Biało-Czerwoni w piątek 21 marca pokonali 1:0 Litwę, a trzy dni później 2:0 Maltę. Po pierwszym spotkaniu eliminacji MŚ 2026 do gry reprezentacji Polski było sporo uwag.
Podopieczni Michała Probierza długo nie potrafili znaleźć sposobu na sforsowanie obrony przeciwników. Udało się to dopiero w 81. minucie, kiedy na listę strzelców wpisał się Robert Lewandowski. Jarosław Bieniuk uważa, że nie powinno się aż takiej wagi przywiązywać do stylu odniesionych zwycięstw.
ZOBACZ WIDEO: Fani w zachwycie. Najpiękniejsza piłkarka na świecie w nowej roli
- Jeśli chodzi o zdobycz punktową, to zadanie jest na pewno wykonane. Oczywiście można dyskutować na temat stylu gry naszej reprezentacji, natomiast uważam, że możemy być zadowoleni, bo za kilka miesięcy nikt nie będzie pamiętał o stylu, a liczył będzie się stan konta w tabeli - powiedział w rozmowie z TVP Sport.
Sporo dyskusji wywołała również kwestia pracy selekcjonera kadry i tego, jaki pomysł na zespół ma Probierz. Bieniuk pracował w przeszłości z tym szkoleniowcem i jest optymistą w sprawie awansu polskiej drużyny na mistrzostwa świata.
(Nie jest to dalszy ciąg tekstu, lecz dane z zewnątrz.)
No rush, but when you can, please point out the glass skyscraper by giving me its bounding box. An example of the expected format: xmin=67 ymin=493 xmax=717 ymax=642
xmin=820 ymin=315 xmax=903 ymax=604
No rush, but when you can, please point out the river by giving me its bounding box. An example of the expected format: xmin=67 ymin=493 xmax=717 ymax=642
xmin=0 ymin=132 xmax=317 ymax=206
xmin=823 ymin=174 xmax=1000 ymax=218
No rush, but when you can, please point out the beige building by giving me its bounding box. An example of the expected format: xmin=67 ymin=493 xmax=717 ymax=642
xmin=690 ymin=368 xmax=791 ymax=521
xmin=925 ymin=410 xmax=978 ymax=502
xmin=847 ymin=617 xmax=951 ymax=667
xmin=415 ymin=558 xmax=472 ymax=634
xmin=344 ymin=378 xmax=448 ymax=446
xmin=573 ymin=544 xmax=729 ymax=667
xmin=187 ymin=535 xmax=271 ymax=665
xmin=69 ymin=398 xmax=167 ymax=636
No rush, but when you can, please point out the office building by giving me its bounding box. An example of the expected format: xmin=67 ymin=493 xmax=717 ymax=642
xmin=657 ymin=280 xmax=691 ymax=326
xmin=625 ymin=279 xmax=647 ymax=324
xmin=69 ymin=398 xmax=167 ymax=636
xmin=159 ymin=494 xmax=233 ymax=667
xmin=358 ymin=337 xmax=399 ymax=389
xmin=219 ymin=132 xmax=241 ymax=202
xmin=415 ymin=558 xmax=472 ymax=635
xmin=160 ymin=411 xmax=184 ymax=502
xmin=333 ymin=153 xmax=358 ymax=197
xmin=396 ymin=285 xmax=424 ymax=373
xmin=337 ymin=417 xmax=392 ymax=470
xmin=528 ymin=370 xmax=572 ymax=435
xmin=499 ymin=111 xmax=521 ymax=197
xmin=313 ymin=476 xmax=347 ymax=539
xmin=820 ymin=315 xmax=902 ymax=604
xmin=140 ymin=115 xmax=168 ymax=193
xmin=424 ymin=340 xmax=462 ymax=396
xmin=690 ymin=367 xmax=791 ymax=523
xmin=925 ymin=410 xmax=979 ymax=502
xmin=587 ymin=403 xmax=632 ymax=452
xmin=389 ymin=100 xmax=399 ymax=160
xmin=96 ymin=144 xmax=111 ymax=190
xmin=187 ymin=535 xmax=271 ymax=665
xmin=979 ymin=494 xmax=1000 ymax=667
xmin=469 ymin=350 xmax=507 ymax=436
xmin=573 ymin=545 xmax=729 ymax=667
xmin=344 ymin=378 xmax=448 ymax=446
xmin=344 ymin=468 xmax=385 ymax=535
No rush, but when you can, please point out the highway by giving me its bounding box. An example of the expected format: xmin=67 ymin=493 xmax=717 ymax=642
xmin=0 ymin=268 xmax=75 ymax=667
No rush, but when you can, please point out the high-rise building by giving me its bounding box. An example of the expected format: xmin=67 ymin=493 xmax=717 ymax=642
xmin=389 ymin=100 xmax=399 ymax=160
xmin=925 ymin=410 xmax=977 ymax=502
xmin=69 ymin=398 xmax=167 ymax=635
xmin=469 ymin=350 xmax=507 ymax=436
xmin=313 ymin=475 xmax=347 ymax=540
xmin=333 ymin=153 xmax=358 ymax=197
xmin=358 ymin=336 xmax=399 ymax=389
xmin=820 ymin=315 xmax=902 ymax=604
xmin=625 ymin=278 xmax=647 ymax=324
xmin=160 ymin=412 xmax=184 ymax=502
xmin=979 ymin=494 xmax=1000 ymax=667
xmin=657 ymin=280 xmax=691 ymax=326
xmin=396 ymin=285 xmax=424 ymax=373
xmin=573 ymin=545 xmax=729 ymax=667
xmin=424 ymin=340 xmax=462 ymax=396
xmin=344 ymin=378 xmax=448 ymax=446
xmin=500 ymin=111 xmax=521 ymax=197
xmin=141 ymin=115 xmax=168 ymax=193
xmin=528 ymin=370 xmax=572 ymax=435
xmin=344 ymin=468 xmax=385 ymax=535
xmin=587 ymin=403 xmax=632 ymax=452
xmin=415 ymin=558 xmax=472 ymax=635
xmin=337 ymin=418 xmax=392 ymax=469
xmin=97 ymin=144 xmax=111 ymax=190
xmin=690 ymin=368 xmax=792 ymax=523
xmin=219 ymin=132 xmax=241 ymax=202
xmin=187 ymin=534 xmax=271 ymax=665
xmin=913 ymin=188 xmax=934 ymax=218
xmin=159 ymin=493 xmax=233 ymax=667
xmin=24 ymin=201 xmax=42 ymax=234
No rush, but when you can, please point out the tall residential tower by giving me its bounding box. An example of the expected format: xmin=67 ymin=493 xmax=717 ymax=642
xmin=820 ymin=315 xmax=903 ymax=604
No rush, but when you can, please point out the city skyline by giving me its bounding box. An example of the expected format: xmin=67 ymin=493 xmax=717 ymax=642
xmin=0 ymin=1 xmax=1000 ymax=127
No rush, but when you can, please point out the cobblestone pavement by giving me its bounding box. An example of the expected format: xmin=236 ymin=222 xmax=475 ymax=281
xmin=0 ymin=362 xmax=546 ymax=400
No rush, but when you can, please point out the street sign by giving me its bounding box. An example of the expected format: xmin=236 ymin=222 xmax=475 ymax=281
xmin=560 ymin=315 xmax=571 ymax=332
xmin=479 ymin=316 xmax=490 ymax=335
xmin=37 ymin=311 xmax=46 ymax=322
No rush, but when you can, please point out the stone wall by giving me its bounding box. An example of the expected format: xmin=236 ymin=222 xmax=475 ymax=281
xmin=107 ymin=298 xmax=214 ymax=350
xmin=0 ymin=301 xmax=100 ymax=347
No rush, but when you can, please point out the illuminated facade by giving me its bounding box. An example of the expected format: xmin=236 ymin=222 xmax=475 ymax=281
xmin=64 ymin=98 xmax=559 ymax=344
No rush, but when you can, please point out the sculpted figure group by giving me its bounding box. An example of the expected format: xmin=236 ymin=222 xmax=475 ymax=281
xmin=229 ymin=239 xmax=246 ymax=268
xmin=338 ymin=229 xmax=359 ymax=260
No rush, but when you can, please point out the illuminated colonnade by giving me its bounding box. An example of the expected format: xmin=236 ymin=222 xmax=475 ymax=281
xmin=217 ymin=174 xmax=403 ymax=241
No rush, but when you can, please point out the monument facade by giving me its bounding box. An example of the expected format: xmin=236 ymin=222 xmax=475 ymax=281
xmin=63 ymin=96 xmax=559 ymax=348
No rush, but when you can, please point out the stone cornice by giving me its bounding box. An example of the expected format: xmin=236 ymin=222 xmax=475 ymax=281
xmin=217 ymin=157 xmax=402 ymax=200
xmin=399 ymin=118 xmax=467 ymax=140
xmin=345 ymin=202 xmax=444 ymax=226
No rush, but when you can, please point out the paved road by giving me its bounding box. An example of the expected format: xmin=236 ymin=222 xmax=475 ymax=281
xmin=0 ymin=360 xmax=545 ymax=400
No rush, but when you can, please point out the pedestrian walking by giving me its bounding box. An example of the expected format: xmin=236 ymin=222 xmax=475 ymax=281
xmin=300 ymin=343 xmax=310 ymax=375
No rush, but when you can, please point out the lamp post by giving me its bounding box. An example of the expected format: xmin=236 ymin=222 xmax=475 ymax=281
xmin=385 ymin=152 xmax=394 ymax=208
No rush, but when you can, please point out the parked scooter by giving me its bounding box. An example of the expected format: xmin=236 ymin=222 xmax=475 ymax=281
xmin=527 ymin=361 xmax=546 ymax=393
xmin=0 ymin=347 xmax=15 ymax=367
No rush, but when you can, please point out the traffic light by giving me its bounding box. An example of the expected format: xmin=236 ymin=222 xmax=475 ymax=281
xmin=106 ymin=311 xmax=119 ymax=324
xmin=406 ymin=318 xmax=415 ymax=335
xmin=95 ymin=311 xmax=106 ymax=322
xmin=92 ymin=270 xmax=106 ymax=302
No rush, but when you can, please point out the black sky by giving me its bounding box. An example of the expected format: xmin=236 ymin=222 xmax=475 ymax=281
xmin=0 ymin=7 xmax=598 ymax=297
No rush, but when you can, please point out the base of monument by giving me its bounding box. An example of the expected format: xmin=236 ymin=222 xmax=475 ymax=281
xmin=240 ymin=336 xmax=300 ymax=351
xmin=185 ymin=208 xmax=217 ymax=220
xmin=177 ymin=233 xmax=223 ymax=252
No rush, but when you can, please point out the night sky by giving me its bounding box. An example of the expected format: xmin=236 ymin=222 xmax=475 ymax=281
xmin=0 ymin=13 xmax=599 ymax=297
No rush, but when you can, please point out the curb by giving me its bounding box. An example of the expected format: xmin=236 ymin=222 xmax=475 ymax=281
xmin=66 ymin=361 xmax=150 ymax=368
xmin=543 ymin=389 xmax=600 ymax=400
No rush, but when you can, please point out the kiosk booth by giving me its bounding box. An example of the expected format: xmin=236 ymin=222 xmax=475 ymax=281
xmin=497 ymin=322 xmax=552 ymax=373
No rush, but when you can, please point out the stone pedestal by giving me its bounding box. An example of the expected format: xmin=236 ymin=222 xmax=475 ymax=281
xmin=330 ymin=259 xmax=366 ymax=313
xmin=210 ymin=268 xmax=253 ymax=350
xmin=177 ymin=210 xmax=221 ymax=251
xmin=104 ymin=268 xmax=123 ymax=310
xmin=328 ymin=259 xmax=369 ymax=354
- Pracowałem z Michałem Probierzem w Lechii Gdańsk. Mam o nim bardzo dobre zdanie, jako o trenerze. Nie wiem, jak teraz wygląda jego praca od środka, może ewoluowała. W piłce nożnej działa to wszystko w ten sposób, że jest się tak dobrym, jak ostatni mecz. A fakty są takie, że Michał Probierz ze swoją reprezentacją zapunktował, ma sześć punktów i sporo czasu, by pomyśleć o tym, jak ułożyć zespół przed kolejnym zgrupowaniem. Wierzę w to, że trener Probierz jest w stanie wprowadzić naszą reprezentację do mistrzostw świata - zakończył.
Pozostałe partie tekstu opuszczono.